Ancak bu süreçte en önemli unsur sistemin uygulayıcılarıdır. Aynı şekilde sistemin uygulayıcılarının da istenen düzeyde olması gerekmektedir. Dolayısıyla eğitim sistemi; hedefleri, planları, politikaları, yöntemi, müfredatı, uygulayıcıları ve çalışanları ile bir bütündür.

Fakat uygulamada tüm eğitim çalışanlarının bir bütün olarak ele alınmadığı yadsınamaz bir gerçektir. Behemehâl eğitim çalışanları bir bütün olarak ele alınmalıdır. Ne yazık ki bugüne kadar genel idare hizmetleri, yardımcı hizmetler, teknik hizmetler ve 4/C sınıfında çalışan personel hep ihmal edilmiştir.

Üzülerek şahit oluyoruz ki, eğitim çalışanlarının sorunları gündeme getirilirken, ilgililer ve kamuoyu yalnızca Akademik Personel üzerinde yoğunlaşmakta İdari Personel ise unutulmaktadır. İdari personelin sorunları ile Milli Eğitim deki Yardımcı Hizmetler personeli, Genel İdare Hizmetler Personeli, Teknik Hizmetler Personeli ve Engelliçalışanların sorunları ortaktır. Bu konuda sorunlar ve çözüm yollarını oluşturan talepler sendikamızca bilinmektedir.

Eğitimle ilgili her kurum aynayı öncelikle kendine tutmalı, ortak aklı harekete geçirecek faaliyetleri planlama ve uygulama cesaretini göstermelidir. Eksiklerin, yanlışların söylenmesi üst yönetim tarafından iyileştirme için bir şans olarak görülmelidir. Bilinmelidir ki, hiç eleştirilmemek delilerin ve ölülerin ayrıcalığıdır.

Üniversite, Yurt-Kur, YÖK ve bağlı kuruluşlarda çalışanlar unutmamalıdır ki, hizmet kolumuza bağlı diğer işkollarında olduğu gibi eğitim çalışanlarının sorunlarının yegâne çözümü de yüzde yüz sendikalaşmadan geçmektedir. Problemlerin çözümünü arzulayan çalışanların atması gereken ilk adım sendikalaşmak olmalıdır. Ancak o zaman çözüm surecine katkıda bulunulabilecektir. İşte bu adımı atmakla; şartların şekil verdiği değil, şartlara şekil veren kişilerin azmini ve kararlılığını göstermiş oluruz. Geleceğin bilgi toplumunu oluşturmak istiyorsak eğitimde kaliteyi arttırmak zorundayız. Eğitimde kalite, çok yönlü çalışmalar gerektirir. Ancak hangi sistemi uygularsanız uygulayın; çalışanların mutlu ve huzurlu olmadığı bir ortamda kaliteden, başarıdan bahsedemeyiz. Yöneticiler, varlıklarını değil gelecek nesilleri düşünmek zorundadır. Bu sebeple çalışanların ve onların temsilcilerinin sesine kulak vermelidirler.

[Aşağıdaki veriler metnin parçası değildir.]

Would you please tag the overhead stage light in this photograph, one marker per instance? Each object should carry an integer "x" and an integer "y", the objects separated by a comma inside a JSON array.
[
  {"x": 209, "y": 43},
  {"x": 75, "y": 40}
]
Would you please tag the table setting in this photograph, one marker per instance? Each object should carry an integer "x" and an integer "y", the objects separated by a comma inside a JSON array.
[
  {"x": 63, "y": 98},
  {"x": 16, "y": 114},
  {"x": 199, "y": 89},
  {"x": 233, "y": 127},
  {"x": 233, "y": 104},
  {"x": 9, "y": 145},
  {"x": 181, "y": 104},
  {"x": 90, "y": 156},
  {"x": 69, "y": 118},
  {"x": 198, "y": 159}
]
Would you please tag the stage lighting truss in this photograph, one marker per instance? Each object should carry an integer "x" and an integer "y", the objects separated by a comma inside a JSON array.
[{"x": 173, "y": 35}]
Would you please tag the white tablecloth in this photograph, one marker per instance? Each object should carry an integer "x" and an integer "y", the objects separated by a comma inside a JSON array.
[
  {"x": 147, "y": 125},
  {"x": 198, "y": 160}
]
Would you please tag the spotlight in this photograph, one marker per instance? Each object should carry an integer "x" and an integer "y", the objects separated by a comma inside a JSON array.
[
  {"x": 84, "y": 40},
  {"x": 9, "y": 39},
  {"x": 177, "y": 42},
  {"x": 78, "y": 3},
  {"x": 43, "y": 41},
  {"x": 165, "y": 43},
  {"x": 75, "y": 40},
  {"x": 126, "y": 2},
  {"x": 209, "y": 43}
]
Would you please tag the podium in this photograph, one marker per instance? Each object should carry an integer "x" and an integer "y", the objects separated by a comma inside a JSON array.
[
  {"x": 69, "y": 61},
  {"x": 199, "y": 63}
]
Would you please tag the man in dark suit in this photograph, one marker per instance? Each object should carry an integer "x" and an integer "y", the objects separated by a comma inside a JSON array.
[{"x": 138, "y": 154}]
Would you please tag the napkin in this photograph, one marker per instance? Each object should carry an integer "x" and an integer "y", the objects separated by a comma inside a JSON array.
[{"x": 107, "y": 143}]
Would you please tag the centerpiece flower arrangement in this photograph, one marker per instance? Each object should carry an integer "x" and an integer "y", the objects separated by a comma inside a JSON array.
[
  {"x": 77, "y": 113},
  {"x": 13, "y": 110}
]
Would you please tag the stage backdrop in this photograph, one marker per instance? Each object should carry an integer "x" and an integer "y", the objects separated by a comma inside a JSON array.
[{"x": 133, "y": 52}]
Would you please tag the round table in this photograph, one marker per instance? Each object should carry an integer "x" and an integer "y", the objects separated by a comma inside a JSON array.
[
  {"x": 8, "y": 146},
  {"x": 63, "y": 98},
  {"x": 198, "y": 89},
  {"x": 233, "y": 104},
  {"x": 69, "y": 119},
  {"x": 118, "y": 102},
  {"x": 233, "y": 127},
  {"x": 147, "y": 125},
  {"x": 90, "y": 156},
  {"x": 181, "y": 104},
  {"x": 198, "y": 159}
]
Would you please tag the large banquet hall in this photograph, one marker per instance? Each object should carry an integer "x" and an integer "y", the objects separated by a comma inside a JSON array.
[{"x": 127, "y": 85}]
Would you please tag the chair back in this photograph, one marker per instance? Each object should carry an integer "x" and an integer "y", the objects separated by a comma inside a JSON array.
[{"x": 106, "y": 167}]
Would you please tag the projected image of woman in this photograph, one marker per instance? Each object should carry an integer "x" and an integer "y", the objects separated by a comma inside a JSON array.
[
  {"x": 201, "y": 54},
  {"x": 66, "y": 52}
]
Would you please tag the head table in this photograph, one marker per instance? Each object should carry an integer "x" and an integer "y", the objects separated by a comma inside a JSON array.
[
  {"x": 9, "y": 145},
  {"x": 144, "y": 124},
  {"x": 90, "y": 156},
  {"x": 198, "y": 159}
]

Üniversite, Yurt-Kur, YÖK ve bağlı kuruluşlarda çalışanların sorunları ve çözüm yollarını oluşturan taleplerinin ilgililerin ve ülkenin gündemine taşınması için gayret gösteren sendikamız; bu amaçla değişik zamanlarda yazılı ve görsel ve işitsel basın açıklamaları, kitlesel basın açıklamaları, dergi, broşür, afiş, bülten vb basın yayın malzemeleri, işyeri sendika ilan panoları, billboardlar, eylem ve etkinlikler, anketler, sosyal medya paylaşımları, dilekçe kampanyaları, hukuki girişimler, Muhalefet partileri, Hükümet, Bakanlık ve Kurum Yetkilileri ile görüşmeler, TBMM’de kanun teklifleri, soru ve araştırma önergeleri, reklam, haberler ve yazışmalar gibi kamuoyu baskısı oluşturma çalışmaları ile sıklıkla gündeme getirilmektedir.

Yapmış olduğumuz bütün çalışmalarda bilgiyi doğrudan almayı şiar edinerek her fırsatta kamu çalışanlarıyla doğrudan iletişime geçip, mağduriyeti yaşayan kişiden dinleyerek çözüm noktasında kamu çalışanlarının fikirlerine değer veren sendikamız, Üniversite, Yurt-Kur, YÖK ve bağlı kuruluşlarda çalışanlarla da ilgili de aynı yolu izlemektedir.

Bir meslek gurubunun sıkıntılarını ve çözüm yollarını en iyi o meslek gurubunun mensupları ortaya koyabilir; düşüncesi ile geçmiş yılarda düzenlediğimiz ve ileride düzenleyecek olduğumuz; Kurultay, Çalıştay, Sempozyum ve İstişare Toplantılarında meslek gruplarının sorunları ve çözüm yolları tartışılarak oluşturulmuş, basılarak üyelerimize dağıtılmış ve sendika sitemizde yayınlanarak kamuoyunun dikkatine sunulmuştur.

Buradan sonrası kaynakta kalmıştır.